Degree of Difficulty

Nineteen years ago, when my family moved to Dallas (dragging me with them, kicking and screaming) I'd made up my mind to not like the place. In my teenageriness, I'm pretty sure I was justified. It was the middle of my junior year, a few weeks before my 17th birthday. I'd started figuring out how to loosen up a bit and have some fun and then WHAM! TEXAS! My misery was no secret, either; I didn't exactly keep it to myself. 

Just about everyone I tell about this move comments on how tough it must have been for me. Even my parents, years later, confessed maybe they'd made the wrong choice, not letting me stay behind to graduate with my friends. At the time, though, they'd explained to me the importance of staying together as a family. In those days, it was down to just 4 of us, my older sisters having left home years before. My parents told me they just didn't think it was right to leave me behind. I've long since come to understand it was the difficulty I had living in Texas that spurred me on to move to New York. It also stunted my social and emotional growth  for a long while, but I think it all comes out even in the end. 

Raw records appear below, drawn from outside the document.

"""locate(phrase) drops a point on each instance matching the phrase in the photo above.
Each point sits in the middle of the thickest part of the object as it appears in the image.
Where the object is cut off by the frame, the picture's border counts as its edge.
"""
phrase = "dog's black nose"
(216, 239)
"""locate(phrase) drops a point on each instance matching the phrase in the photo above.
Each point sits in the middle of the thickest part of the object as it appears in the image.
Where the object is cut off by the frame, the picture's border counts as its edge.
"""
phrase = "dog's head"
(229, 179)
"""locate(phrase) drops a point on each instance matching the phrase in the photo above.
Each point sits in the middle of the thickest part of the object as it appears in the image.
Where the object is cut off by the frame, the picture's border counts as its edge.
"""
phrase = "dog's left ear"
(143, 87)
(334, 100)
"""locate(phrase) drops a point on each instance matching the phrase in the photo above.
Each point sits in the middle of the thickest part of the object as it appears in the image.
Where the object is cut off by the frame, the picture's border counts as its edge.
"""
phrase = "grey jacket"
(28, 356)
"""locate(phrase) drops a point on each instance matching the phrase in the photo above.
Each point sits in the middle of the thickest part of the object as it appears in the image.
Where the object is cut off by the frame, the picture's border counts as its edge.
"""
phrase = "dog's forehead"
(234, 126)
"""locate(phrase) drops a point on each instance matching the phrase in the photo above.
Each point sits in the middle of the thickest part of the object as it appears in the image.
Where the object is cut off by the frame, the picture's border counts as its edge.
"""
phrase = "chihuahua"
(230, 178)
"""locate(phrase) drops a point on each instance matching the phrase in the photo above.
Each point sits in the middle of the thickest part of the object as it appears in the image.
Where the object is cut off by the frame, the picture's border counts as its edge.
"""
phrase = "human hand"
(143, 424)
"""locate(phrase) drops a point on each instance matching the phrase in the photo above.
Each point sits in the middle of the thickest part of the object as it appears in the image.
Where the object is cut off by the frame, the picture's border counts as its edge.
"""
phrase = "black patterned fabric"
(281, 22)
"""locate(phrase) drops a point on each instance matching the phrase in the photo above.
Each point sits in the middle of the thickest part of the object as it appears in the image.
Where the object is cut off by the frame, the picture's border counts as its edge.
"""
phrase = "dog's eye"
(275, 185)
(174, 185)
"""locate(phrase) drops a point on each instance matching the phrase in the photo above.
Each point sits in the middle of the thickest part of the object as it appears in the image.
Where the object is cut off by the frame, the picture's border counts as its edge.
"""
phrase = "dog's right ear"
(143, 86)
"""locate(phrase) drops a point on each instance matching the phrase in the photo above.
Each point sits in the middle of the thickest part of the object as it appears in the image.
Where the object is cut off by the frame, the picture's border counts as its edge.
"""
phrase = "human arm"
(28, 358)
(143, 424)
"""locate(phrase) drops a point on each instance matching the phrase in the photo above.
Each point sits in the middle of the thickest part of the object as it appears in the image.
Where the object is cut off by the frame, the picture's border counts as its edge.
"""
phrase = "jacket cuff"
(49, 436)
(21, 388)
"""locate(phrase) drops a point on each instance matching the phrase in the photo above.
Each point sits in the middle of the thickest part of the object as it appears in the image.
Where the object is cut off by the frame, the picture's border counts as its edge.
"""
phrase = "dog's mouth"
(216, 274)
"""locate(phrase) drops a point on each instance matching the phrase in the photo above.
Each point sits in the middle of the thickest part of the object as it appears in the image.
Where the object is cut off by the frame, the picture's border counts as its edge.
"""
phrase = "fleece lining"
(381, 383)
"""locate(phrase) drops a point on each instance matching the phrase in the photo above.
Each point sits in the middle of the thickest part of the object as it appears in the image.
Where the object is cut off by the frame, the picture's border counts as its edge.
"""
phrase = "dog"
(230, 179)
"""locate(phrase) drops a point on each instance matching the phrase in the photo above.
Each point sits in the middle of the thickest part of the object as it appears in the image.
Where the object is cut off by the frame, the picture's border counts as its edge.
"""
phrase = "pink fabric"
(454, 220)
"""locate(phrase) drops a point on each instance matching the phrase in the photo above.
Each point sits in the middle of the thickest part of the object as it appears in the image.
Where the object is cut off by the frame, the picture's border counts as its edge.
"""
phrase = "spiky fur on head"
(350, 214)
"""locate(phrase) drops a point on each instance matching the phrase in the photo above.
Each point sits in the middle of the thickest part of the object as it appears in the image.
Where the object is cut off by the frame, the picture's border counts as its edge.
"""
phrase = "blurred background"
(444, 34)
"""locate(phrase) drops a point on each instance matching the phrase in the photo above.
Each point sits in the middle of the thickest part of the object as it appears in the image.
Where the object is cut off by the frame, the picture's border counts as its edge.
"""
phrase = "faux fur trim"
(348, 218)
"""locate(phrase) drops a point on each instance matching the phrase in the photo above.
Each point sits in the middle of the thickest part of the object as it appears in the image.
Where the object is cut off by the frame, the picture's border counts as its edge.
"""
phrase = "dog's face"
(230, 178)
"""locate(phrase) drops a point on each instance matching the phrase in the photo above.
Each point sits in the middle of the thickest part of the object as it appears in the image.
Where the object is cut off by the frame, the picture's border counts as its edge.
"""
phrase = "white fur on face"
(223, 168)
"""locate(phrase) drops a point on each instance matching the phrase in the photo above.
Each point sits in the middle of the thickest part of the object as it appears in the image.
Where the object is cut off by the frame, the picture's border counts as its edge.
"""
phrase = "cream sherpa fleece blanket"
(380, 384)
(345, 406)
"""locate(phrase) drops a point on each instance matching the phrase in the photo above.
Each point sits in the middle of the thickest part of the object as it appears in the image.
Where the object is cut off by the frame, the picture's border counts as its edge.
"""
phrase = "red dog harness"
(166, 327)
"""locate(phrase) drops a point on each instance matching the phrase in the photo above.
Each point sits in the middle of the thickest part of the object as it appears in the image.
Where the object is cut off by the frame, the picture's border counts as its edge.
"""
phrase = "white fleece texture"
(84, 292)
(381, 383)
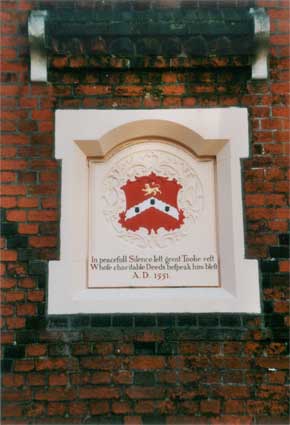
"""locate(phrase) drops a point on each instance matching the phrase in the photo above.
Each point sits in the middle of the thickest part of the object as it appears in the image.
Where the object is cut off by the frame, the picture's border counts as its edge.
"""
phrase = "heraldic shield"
(151, 203)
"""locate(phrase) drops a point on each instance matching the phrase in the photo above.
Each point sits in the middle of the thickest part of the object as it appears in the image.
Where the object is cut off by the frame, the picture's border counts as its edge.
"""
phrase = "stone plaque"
(152, 219)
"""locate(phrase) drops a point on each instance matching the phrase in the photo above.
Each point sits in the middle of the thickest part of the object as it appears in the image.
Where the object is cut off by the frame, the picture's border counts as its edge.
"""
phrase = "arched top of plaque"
(141, 131)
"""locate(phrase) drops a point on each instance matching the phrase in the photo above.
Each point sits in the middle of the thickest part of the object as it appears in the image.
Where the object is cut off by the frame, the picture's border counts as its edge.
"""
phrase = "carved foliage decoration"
(163, 160)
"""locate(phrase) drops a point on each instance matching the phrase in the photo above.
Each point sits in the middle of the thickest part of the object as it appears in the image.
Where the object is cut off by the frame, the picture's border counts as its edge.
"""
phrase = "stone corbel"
(38, 56)
(262, 32)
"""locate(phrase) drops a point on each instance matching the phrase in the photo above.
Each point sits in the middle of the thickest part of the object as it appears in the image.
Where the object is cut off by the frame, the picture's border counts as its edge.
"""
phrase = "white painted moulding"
(81, 133)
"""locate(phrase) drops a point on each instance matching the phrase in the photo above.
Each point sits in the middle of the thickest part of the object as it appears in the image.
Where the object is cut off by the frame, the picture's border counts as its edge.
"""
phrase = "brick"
(42, 241)
(210, 406)
(15, 296)
(7, 310)
(78, 408)
(26, 310)
(8, 202)
(56, 364)
(8, 177)
(121, 407)
(99, 393)
(94, 90)
(12, 410)
(27, 202)
(36, 350)
(15, 139)
(99, 407)
(59, 379)
(35, 296)
(8, 283)
(9, 255)
(28, 229)
(147, 362)
(44, 215)
(56, 394)
(100, 363)
(36, 379)
(16, 215)
(13, 380)
(145, 392)
(56, 409)
(24, 365)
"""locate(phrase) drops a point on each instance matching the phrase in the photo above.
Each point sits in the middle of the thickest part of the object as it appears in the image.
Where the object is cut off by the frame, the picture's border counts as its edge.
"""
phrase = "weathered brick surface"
(173, 369)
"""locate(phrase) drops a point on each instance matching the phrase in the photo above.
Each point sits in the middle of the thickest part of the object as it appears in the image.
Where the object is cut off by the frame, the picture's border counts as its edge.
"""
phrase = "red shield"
(151, 202)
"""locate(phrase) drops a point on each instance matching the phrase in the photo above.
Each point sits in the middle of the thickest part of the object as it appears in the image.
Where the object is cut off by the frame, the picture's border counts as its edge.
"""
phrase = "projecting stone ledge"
(133, 35)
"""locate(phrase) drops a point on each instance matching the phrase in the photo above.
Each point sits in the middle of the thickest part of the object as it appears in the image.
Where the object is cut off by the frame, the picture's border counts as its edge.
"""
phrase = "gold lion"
(151, 190)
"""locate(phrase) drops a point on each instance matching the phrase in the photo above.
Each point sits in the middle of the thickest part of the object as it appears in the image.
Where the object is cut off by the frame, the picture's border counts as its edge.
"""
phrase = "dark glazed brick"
(153, 420)
(284, 239)
(166, 320)
(146, 321)
(105, 420)
(279, 252)
(6, 365)
(144, 378)
(38, 267)
(230, 320)
(36, 323)
(42, 281)
(274, 320)
(17, 242)
(59, 349)
(269, 266)
(3, 215)
(166, 348)
(57, 322)
(14, 352)
(273, 420)
(280, 334)
(208, 320)
(80, 322)
(268, 306)
(28, 254)
(8, 229)
(122, 320)
(186, 320)
(144, 347)
(100, 321)
(27, 337)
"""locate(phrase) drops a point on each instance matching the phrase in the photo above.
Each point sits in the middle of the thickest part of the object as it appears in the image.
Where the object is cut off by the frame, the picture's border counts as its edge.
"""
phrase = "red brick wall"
(135, 369)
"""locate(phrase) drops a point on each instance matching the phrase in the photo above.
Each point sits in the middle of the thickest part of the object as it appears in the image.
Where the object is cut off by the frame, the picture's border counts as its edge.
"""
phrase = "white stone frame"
(82, 133)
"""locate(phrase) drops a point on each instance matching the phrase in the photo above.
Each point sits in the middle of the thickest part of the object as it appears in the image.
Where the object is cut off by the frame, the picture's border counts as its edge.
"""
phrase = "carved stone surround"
(81, 134)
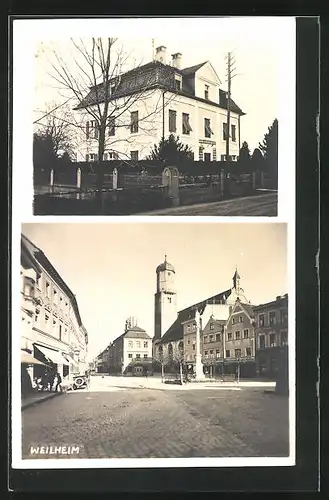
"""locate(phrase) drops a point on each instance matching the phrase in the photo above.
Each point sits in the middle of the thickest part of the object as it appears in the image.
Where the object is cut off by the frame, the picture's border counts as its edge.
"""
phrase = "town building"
(155, 100)
(51, 329)
(271, 330)
(131, 352)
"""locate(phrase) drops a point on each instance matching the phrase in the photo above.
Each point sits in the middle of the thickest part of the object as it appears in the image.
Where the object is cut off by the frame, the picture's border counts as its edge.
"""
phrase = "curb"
(38, 401)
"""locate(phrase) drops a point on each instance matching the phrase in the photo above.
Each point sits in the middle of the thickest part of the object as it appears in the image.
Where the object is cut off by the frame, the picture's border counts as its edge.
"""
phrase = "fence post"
(79, 183)
(51, 182)
(222, 182)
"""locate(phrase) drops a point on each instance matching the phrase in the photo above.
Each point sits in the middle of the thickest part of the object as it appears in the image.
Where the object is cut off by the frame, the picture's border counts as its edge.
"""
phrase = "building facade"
(131, 352)
(158, 99)
(52, 330)
(271, 329)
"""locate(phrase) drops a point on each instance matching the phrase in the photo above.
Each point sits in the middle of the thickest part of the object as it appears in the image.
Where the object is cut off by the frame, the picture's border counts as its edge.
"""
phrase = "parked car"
(81, 381)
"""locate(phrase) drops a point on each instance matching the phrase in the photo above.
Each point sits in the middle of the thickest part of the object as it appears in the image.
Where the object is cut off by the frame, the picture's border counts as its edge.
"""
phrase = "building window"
(283, 317)
(92, 131)
(284, 338)
(224, 131)
(134, 122)
(186, 127)
(134, 155)
(233, 133)
(207, 128)
(272, 339)
(272, 318)
(178, 84)
(172, 120)
(111, 126)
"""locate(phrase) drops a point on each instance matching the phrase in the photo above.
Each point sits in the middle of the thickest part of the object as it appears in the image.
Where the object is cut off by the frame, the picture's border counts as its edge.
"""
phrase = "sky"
(254, 41)
(110, 267)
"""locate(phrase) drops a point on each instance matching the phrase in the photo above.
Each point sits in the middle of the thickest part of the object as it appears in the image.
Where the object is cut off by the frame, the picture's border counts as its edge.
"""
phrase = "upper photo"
(170, 125)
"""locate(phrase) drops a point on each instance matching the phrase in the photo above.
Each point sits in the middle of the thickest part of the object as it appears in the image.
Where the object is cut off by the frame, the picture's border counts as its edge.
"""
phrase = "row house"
(155, 100)
(271, 332)
(56, 334)
(131, 352)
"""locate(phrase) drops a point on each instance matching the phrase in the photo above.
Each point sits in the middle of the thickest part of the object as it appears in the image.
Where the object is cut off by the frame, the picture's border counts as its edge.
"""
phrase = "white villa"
(158, 99)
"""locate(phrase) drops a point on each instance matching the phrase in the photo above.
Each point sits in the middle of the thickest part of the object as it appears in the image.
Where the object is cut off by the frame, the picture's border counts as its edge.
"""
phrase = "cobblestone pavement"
(262, 205)
(137, 423)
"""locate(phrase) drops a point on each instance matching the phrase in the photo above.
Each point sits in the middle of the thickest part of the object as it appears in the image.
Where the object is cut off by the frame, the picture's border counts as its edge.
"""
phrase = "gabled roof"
(175, 331)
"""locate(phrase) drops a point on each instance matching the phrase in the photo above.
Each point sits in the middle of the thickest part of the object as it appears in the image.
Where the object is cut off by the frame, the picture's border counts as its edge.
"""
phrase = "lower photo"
(147, 344)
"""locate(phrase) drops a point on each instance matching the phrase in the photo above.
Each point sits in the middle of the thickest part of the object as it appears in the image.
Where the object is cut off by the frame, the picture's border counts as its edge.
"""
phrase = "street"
(260, 205)
(111, 421)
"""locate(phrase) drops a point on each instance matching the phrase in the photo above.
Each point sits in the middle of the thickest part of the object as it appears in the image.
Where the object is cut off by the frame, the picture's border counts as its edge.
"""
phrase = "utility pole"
(230, 62)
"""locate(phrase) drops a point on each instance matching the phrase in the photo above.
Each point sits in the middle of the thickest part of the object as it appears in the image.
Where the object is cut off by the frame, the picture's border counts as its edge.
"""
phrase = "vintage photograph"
(160, 124)
(171, 342)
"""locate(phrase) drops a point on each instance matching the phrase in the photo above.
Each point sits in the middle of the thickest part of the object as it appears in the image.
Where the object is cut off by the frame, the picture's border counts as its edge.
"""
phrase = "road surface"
(141, 423)
(259, 205)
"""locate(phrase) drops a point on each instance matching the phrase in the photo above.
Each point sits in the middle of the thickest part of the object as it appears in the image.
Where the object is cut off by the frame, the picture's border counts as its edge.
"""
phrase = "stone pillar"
(222, 182)
(199, 375)
(115, 179)
(51, 181)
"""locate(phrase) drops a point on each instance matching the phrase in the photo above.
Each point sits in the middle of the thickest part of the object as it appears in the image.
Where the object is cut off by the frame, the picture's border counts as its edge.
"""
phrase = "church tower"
(165, 304)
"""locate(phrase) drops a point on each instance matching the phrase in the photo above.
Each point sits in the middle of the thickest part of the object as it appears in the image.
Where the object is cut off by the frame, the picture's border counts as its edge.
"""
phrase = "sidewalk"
(37, 397)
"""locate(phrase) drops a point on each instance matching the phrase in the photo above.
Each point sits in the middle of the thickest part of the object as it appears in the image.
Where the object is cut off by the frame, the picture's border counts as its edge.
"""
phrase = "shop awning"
(53, 356)
(28, 359)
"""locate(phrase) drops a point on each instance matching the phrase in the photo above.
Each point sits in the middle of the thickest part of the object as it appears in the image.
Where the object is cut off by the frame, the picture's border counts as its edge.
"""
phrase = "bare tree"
(94, 79)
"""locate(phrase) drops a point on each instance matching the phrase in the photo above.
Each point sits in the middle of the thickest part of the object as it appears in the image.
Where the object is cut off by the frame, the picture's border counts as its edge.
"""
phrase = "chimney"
(161, 54)
(177, 60)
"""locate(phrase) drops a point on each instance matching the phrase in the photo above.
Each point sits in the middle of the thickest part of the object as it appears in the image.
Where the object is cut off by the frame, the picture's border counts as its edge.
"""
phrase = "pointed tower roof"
(165, 266)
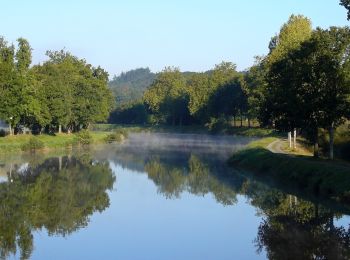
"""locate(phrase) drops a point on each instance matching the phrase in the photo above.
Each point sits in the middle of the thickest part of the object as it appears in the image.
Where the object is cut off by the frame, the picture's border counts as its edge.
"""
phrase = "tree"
(292, 34)
(328, 62)
(255, 80)
(167, 98)
(346, 4)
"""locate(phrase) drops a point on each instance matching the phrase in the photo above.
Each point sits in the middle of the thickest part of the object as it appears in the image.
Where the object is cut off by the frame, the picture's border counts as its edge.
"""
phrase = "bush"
(118, 135)
(33, 144)
(83, 137)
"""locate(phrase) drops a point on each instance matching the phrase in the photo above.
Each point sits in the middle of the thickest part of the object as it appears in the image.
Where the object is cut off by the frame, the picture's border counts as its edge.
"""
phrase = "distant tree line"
(64, 93)
(302, 84)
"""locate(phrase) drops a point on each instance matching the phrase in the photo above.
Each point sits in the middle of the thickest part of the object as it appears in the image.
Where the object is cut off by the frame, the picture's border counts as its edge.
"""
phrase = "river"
(158, 196)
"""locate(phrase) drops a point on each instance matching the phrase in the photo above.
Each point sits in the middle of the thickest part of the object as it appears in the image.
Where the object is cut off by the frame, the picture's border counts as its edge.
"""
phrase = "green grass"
(320, 177)
(242, 131)
(15, 143)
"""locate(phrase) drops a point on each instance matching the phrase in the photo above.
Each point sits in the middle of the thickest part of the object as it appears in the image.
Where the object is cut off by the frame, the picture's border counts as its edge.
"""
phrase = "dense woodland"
(64, 93)
(301, 84)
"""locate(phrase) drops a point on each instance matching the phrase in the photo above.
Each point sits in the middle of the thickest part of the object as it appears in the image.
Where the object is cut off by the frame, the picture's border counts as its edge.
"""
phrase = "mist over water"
(199, 143)
(171, 196)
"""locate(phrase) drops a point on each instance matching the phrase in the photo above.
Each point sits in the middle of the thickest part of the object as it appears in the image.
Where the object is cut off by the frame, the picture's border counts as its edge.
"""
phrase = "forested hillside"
(130, 86)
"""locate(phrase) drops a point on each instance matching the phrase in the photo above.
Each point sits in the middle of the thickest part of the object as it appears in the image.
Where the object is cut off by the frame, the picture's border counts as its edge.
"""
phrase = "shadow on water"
(60, 193)
(292, 227)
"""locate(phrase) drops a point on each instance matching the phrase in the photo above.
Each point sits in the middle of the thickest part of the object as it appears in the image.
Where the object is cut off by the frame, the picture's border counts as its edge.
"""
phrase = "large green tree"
(346, 4)
(167, 98)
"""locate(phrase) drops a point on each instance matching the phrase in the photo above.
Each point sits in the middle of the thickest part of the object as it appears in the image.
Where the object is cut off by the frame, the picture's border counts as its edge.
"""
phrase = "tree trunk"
(316, 148)
(290, 139)
(60, 163)
(331, 142)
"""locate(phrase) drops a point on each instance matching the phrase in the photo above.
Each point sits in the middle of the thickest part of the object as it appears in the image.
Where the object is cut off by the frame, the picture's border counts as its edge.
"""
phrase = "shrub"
(118, 135)
(83, 137)
(33, 144)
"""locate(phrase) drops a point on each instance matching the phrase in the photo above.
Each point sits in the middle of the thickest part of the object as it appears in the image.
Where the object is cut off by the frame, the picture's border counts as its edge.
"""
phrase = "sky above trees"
(193, 35)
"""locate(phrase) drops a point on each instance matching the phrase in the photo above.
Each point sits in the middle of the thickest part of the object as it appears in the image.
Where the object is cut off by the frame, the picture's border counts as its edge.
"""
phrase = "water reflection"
(291, 227)
(58, 194)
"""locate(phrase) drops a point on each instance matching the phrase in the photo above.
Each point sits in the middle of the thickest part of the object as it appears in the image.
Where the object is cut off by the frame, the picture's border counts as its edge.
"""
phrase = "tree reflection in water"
(291, 228)
(59, 195)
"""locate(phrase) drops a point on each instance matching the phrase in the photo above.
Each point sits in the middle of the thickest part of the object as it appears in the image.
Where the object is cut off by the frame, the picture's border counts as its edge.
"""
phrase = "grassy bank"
(316, 176)
(15, 143)
(198, 129)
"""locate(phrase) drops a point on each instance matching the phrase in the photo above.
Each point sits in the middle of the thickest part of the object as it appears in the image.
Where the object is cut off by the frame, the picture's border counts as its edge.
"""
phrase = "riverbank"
(13, 144)
(317, 176)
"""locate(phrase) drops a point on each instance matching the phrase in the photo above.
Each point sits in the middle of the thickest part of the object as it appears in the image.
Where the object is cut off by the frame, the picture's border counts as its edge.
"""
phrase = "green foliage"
(130, 86)
(33, 144)
(292, 34)
(130, 113)
(346, 4)
(167, 97)
(83, 137)
(117, 135)
(63, 92)
(325, 178)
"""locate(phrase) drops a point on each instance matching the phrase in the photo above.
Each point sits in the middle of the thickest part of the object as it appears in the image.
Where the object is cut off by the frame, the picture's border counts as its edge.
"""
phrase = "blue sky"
(193, 35)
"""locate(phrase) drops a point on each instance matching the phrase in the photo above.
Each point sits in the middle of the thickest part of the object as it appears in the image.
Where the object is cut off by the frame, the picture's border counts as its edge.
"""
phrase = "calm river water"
(158, 196)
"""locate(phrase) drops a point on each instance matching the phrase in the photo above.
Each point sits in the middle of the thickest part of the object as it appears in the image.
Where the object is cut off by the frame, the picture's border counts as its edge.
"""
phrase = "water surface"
(158, 196)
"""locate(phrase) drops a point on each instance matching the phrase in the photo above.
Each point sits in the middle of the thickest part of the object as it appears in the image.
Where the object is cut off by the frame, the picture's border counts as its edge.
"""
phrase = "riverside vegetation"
(302, 85)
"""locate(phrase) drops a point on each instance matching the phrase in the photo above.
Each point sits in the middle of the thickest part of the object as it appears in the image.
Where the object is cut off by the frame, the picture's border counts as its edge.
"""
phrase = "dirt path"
(279, 146)
(276, 146)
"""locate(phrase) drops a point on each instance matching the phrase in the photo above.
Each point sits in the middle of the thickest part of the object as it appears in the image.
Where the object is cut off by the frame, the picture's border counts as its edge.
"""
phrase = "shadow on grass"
(317, 177)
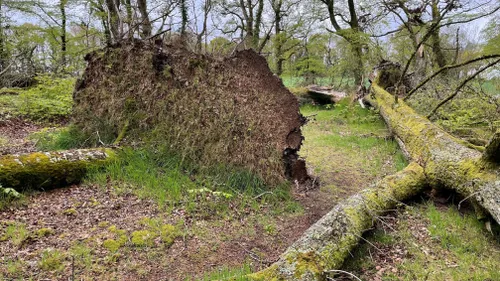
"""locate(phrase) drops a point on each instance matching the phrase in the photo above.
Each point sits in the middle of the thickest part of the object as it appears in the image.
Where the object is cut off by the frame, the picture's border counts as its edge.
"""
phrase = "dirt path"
(65, 230)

If I'd've* stayed where I was comfortable I'm really not sure I would have left that comfort. And I'd dreamed of living in New York City since my first day trip at 8 years old. I made that dream happen. And then I got comfortable in New York City. 

Sometimes comfort will seem like happiness. It isn't. It's having an apartment and a job and knowing both of those things will be there tomorrow. Those are nice things and I'm almost positive I'll want those things again someday. But those things aren't enough. What's making me happy lately is knowing there are people in the world who really know me. Because they want to and because I'm letting them. Maybe the only way I know how to get some change going in my life is to make a big move.

On a cold, rainy day like today, the comfort of a cozy, warm bed is welcome and appreciated. But for my life, I prefer some challenges, some difficulty. I stopped doing Monday crossword puzzles because I knew I'd be able to finish them. Sometimes I can't finish a Thursday, but I enjoy trying. My life right now is a Wednesday; it's gonna be tough and it may take a while, but I have the confidence I need to make it through.

*Even if it's not grammatically correct, the double contraction is one of my most favorite things in the world. I get so tickled when I can squeeze one in! See? It really is the little things!